Whilst the company can set up its own rules, because they are legally binding on the company and its shareholders/members they cannot include rules that are against the law. Having said that, the majority of companies, especially small ones, tend to rely on model articles instead of drawing up their own. The company’s articles are not set in stone and sometimes the need to change them can arise for a number of reasons.

Any change must be in the genuine best interests of the company, not just designed to meet the needs of some members. While this doesn’t mean that every member must agree to a change to the articles, any change cannot be used by a majority to discriminate against the minority or deprive minority shareholders/members of their statutory rights.
Retrospective changes need to be both legal and fair. In particular, s25 of the Companies Act 2006 (effect of alteration of articles on company’s members) does not allow the company to insert retrospective provisions that need members to increase their shareholdings or give further funds to the company without the members specific agreement in writing.

The Articles also can’t be changed to remove the ability to make further changes to them in future.

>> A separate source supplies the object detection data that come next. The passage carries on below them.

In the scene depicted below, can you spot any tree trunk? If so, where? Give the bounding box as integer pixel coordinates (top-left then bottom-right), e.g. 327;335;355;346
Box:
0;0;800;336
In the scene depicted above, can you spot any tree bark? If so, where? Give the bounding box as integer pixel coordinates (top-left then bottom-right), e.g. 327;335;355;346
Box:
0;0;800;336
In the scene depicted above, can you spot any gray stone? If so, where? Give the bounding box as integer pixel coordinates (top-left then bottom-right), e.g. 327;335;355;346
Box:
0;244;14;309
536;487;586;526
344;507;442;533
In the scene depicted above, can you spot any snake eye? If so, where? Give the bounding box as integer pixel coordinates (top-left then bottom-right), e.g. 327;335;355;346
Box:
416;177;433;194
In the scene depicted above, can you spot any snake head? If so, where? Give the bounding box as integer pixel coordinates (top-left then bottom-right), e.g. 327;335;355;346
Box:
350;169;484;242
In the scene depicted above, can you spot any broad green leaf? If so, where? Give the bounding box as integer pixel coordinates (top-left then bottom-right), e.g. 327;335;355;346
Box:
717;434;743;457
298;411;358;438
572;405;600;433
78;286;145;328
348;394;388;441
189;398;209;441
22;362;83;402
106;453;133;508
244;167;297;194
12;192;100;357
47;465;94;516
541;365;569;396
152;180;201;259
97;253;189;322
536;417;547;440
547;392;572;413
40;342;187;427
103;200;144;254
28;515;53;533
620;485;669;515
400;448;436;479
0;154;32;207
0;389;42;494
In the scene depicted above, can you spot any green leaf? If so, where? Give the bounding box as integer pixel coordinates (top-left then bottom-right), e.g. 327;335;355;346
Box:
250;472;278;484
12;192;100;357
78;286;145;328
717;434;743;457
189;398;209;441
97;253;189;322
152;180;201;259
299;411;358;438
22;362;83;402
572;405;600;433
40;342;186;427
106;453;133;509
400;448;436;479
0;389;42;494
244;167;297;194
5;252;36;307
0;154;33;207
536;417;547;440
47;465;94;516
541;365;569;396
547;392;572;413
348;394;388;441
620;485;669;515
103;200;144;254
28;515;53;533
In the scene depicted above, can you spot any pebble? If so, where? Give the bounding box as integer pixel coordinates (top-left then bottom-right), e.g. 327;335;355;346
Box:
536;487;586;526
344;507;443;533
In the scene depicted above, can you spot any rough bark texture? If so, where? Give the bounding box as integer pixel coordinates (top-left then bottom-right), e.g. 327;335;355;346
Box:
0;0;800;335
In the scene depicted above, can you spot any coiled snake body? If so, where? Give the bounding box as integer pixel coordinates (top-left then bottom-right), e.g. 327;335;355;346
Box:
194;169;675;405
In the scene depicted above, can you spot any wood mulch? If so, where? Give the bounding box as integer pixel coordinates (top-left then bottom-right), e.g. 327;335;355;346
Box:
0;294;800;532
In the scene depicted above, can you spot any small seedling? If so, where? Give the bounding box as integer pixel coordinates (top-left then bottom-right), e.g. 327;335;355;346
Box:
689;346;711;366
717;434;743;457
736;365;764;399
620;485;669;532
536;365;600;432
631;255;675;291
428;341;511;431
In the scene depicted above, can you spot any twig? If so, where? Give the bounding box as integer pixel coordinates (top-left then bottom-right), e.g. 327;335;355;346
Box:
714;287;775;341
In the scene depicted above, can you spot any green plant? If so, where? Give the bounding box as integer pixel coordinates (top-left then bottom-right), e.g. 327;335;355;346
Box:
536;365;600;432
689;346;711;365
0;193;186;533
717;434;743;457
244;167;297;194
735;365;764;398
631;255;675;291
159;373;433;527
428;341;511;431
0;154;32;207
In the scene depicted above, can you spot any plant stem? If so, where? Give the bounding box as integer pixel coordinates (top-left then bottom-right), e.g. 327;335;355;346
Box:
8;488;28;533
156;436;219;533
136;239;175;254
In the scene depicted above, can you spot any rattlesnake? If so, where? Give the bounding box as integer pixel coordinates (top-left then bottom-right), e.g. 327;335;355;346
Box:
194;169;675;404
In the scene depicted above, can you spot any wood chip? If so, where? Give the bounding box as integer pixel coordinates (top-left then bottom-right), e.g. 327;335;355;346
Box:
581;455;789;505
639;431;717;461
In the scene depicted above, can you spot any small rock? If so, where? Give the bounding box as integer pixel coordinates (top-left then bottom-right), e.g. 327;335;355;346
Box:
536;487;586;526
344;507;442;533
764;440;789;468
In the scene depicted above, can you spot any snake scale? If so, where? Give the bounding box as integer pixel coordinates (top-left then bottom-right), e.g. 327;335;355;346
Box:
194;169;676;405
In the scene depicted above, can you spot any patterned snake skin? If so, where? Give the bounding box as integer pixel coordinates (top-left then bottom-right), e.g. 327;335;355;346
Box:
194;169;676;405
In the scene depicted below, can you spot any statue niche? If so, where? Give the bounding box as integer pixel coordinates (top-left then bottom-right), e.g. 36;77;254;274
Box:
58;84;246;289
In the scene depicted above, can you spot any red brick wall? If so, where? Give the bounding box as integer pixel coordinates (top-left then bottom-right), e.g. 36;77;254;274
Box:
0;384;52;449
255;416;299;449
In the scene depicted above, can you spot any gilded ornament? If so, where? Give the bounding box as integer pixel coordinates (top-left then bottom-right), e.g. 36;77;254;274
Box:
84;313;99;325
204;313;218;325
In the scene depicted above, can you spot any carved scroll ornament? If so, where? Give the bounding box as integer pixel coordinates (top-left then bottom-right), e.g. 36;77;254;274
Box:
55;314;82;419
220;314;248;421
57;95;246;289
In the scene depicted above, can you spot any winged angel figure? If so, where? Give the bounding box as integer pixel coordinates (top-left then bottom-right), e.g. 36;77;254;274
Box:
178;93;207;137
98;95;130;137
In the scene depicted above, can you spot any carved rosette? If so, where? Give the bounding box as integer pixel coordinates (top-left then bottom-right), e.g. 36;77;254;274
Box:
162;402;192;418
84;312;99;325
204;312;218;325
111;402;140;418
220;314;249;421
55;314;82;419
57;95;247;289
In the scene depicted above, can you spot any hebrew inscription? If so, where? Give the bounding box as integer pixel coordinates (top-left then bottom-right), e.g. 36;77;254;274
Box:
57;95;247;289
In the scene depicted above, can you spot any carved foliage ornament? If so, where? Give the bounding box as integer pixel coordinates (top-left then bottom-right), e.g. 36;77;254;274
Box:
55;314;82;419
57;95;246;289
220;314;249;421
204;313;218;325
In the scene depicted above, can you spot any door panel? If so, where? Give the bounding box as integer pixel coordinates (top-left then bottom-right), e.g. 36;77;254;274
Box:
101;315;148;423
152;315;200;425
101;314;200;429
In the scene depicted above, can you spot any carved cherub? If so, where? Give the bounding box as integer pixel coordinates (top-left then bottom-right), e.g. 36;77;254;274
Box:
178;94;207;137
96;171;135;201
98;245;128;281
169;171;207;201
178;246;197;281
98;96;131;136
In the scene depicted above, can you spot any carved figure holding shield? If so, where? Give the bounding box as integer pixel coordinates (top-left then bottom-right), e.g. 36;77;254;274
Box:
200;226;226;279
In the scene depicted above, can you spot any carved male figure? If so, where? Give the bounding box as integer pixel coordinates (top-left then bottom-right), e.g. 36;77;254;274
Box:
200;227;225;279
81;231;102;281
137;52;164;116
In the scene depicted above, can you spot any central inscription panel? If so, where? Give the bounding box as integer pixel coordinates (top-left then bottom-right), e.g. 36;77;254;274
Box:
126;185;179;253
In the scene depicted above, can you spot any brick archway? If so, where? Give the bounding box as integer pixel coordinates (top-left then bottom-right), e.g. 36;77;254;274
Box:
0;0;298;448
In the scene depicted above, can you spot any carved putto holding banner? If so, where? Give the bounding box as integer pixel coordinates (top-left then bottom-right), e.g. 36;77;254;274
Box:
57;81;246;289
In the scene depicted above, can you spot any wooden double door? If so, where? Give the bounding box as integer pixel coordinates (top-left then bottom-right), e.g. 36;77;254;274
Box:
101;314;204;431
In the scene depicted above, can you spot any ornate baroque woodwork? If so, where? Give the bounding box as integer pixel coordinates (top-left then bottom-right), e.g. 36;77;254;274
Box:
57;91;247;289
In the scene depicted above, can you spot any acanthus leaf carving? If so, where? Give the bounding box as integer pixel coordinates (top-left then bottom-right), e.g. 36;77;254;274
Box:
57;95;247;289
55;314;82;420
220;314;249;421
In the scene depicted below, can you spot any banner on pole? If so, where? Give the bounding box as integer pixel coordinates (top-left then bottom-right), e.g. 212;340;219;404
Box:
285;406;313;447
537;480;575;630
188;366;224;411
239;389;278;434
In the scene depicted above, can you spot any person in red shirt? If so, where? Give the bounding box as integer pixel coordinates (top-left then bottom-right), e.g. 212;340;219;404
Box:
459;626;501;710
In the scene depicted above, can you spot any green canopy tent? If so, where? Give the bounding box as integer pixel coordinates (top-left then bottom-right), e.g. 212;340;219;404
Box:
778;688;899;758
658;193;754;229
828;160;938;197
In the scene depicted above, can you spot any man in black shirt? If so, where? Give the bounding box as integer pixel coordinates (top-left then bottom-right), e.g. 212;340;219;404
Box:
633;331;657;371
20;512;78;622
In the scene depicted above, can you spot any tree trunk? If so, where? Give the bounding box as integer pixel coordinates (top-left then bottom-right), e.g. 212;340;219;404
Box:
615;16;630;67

Having said that, there may be conditions attached to making alterations such as a contractual arrangement (like a shareholders’ agreement) for example which may effectively restrict the ways in which the articles can be amended.

Once a legitimate need to update the articles of association has been identified, this change can be implemented by:

  1. Amending the wording of one or more clauses in the existing articles;
  2. Adding in new or removing clauses from the existing articles; or
  3. Adopting an entirely new set of articles (completely replacing the previous set of articles).